In other cases, a “bag of words” analysis on lyrical diversity can have different shortcomings. Must lyrics be in English to “count” as unique? Or are out-of-dictionary words ignored? What about foreign words? For example:
Who’s the one you call Mr. Macho the head honcho?
…asked by The Notorious B.I.G. in “Dead Wrong”. Here, hanchō comes from the Japanese words for “group” (han) and “leader” (chō). Similarly, Afrika Bambaataa’s “Planet Rock” also uses Japanese:
Everybody say, ‘ichi, ni, san, shi’
That is, “one, two, three, four”. If, indeed, only English words are excluded, this makes hip hop artists like Immortal Technique all the more impressive, since a number of his tracks combine English and Spanish, e.g. “No Me Importa” from his debut album, Revolutionary Vol. 1.
Moreover, what of heavily modified words, alliteration, or references, frequently used by artists like Snoop Dogg or Das EFX, e.g. in “They Want EFX”?
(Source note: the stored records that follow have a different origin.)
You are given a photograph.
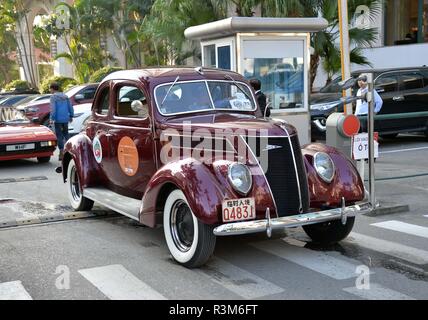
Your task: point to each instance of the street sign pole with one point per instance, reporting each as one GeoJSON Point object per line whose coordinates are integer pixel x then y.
{"type": "Point", "coordinates": [370, 125]}
{"type": "Point", "coordinates": [344, 49]}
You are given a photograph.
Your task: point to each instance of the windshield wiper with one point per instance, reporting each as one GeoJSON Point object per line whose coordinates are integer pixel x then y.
{"type": "Point", "coordinates": [238, 86]}
{"type": "Point", "coordinates": [169, 89]}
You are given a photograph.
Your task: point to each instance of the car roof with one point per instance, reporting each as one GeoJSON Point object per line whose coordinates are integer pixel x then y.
{"type": "Point", "coordinates": [382, 70]}
{"type": "Point", "coordinates": [167, 73]}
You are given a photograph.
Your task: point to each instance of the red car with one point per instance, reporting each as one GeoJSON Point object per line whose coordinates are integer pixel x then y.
{"type": "Point", "coordinates": [78, 95]}
{"type": "Point", "coordinates": [184, 147]}
{"type": "Point", "coordinates": [21, 139]}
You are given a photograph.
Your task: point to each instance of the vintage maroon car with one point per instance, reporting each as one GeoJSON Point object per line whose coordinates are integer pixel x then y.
{"type": "Point", "coordinates": [184, 147]}
{"type": "Point", "coordinates": [21, 139]}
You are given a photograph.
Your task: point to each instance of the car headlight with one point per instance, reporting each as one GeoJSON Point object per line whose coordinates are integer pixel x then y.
{"type": "Point", "coordinates": [240, 178]}
{"type": "Point", "coordinates": [324, 166]}
{"type": "Point", "coordinates": [325, 106]}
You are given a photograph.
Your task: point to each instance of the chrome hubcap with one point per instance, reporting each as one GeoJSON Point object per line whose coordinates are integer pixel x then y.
{"type": "Point", "coordinates": [182, 228]}
{"type": "Point", "coordinates": [75, 185]}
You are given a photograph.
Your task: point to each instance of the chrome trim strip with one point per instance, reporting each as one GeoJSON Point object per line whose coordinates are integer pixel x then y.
{"type": "Point", "coordinates": [263, 225]}
{"type": "Point", "coordinates": [261, 169]}
{"type": "Point", "coordinates": [295, 168]}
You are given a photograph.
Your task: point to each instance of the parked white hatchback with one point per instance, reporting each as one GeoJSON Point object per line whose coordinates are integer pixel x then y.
{"type": "Point", "coordinates": [82, 114]}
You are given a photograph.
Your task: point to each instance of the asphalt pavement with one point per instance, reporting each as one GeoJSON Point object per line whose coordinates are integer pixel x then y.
{"type": "Point", "coordinates": [112, 257]}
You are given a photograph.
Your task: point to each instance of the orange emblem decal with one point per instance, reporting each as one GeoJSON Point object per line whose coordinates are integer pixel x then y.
{"type": "Point", "coordinates": [127, 154]}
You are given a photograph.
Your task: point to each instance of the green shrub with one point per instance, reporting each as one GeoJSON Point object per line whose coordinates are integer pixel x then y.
{"type": "Point", "coordinates": [63, 82]}
{"type": "Point", "coordinates": [18, 85]}
{"type": "Point", "coordinates": [100, 74]}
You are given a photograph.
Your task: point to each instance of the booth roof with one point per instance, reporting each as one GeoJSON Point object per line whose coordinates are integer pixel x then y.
{"type": "Point", "coordinates": [234, 25]}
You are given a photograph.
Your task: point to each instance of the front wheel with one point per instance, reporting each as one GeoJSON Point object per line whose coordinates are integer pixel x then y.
{"type": "Point", "coordinates": [44, 159]}
{"type": "Point", "coordinates": [190, 241]}
{"type": "Point", "coordinates": [75, 191]}
{"type": "Point", "coordinates": [329, 232]}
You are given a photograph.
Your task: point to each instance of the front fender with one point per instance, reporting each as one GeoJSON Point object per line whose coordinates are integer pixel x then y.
{"type": "Point", "coordinates": [347, 182]}
{"type": "Point", "coordinates": [200, 186]}
{"type": "Point", "coordinates": [79, 148]}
Bum stiggedy bum stiggedy bum, hon, I got the old pa-rum-pum-pum-pum.
Are these nonsense words? Not really - as “pa-rum-pum-pum-pum” alludes to “Little Drummer Boy” - an alliteration repeated by Big Punisher in “Whatcha Gonna Do?”.
For better or worse, you can ply data analytics not only to challenge conclusions but to challenge the analysis and source data, as well. Feel free to find the potential flaws or shortcomings in our practice data and reach your own conclusions.
Before parting, it would be valuable to summarize some important takeaways.
Beneath every great visualization is a robust, accurate, well-formatted data set
Like visualization itself, statistics concisely summarize your data
Great data visualization conveys one or more “big ideas”; discuss ideas, not visualizations
It doesn’t hurt to be easy on the eyes, but visualization must be efficient - not pretty
Just ten minutes of polish can vastly improve a visualization’s clarity
Visualization is always persuading, regardless of how objective you try to remain
Lastly, remember that visualization not only represents data, it represents you, your work, and the degree of respect you have for your audience.